The Latest: Obama notes Italian contributions to US
Updated 5:24 am, Wednesday, October 19, 2016
WASHINGTON (AP) — The Latest on Italian Prime Minister Matteo Renzi's official visit to the White House and the final state dinner of the Obama administration (all times EDT):
President Barack Obama says American democracy has been graced by a touch of Italy.
He notes that the Lincoln Memorial and the interior of the U.S. Capitol dome were done by Italians.
At the final state dinner of his administration, Obama is also praising Italian Prime Minister Matteo Renzi as someone who represents the energy, optimism, vision and values that can carry Europe forward.
He offered a toast to the "enduring alliance" between the United States and Italy.
And although it's his final state dinner, Obama quoted another famous Italian — the late Yogi Berra — in saying, "It ain't over till it's over."
Michelle Obama is dazzling the crowd at her final state dinner as first lady, wearing a figure-hugging, floor-length rose gold chainmail gown.
She is enhancing the disco vibe of the dress with sleek, straight hair and side-swept bangs.
The sleeveless gown showcases the first lady's famously sculpted arms. A front slit reveals open-toed shoes.
President Barack Obama says the military operation to reclaim the Iraqi city of Mosul from Islamic State militants will be a "difficult fight."
He says there will be advances and setbacks but adds that driving the Islamic State group from Iraq's second-largest city "will be another step toward their ultimate destruction."
The Iraqi government launched the take-back operation on Monday, after months of preparation and support from U.S. military advisers and trainers.
Speaking at the White House Tuesday alongside Italian Prime Minister Matteo Renzi, Obama said a top priority for both of their governments is the safety and humanitarian aid for the approximately 1 million people who still live in Mosul and could suffer during the fighting.
President Barack Obama says it's a "bittersweet" day as he and Michelle Obama welcome the Italian prime minster for the last official visit and state dinner of the Obama presidency.
On a clear, fall day, the president says he and the first lady "saved the best for last" in welcoming Matteo Renzi and wife, Mrs.

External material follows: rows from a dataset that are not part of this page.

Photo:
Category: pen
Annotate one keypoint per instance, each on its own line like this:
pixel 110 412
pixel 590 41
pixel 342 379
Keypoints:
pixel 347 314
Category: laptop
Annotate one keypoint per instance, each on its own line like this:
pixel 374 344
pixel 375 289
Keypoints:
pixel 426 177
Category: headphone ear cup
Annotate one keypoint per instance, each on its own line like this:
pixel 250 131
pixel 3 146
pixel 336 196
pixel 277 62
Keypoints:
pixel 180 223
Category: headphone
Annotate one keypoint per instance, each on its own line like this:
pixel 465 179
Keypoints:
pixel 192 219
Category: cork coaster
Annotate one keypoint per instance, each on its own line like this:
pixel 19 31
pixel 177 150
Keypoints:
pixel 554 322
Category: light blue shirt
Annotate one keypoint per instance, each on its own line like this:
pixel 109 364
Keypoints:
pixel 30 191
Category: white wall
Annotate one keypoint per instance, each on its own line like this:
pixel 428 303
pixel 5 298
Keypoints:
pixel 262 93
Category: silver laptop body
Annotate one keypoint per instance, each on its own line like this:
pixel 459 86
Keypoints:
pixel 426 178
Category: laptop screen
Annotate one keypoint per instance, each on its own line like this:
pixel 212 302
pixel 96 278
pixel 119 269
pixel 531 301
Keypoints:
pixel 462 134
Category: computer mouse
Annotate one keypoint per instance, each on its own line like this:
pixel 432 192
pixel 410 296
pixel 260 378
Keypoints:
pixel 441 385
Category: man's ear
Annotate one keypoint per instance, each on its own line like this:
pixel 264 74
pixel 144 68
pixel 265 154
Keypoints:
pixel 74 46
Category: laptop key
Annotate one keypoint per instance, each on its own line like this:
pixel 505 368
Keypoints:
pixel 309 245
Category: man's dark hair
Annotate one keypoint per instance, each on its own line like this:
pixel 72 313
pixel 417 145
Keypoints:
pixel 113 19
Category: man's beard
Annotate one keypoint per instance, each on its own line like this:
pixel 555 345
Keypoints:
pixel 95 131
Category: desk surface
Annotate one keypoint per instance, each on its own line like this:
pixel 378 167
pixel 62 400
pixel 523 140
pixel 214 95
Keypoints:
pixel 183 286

Agnese Landini, on Tuesday.
As for this being the last official visit of his presidency, a smiling Obama adds, "it's OK."
Renzi, for his part, says the visit is a chance to pay tribute to the enduring friendship between the U.S. and Italy.
The two leaders had plenty of kind words for each other.
Renzi told Obama: "We think history will be kind with you, Mr. President."
President Barack Obama and first lady Michelle Obama are formally welcoming Italy's prime minister and his wife to the United States with a grand arrival ceremony on the South Lawn.
The ceremony marks the beginning of a long day of meetings, statements and a press conference by Obama and Prime Minister Matteo Renzi.
The ceremony features the performance of national anthems, the two leaders reviewing military honor guards and personally greeting many in attendance, and brief remarks.
The White House says Obama wants to use the visit and final state dinner of his presidency to memorialize the strong ties between Italy and U.S. and "put wind in the sails" of a young leader that Obama views as a promising political leader.
President Barack Obama is reserving his final state dinner for the prime minister of Italy, providing star treatment to a key ally who soon faces a critical leadership test at home.
The official visit and state dinner for Italian Prime Minister Matteo Renzi on Tuesday will be a glitzy affair that features celebrity chef Mario Batali in the kitchen and singer Gwen Stefani performing after the dinner.
White House officials describe the two political leaders as ideologically sharing a great deal of common ground, most notably their belief in the importance of a strongly integrated Europe.
Britain's decision to exit the European Union is testing that vision, and a Dec. 4 referendum in Italy on the government's proposed overhaul of the constitution could derail Renzi's political future if it fails.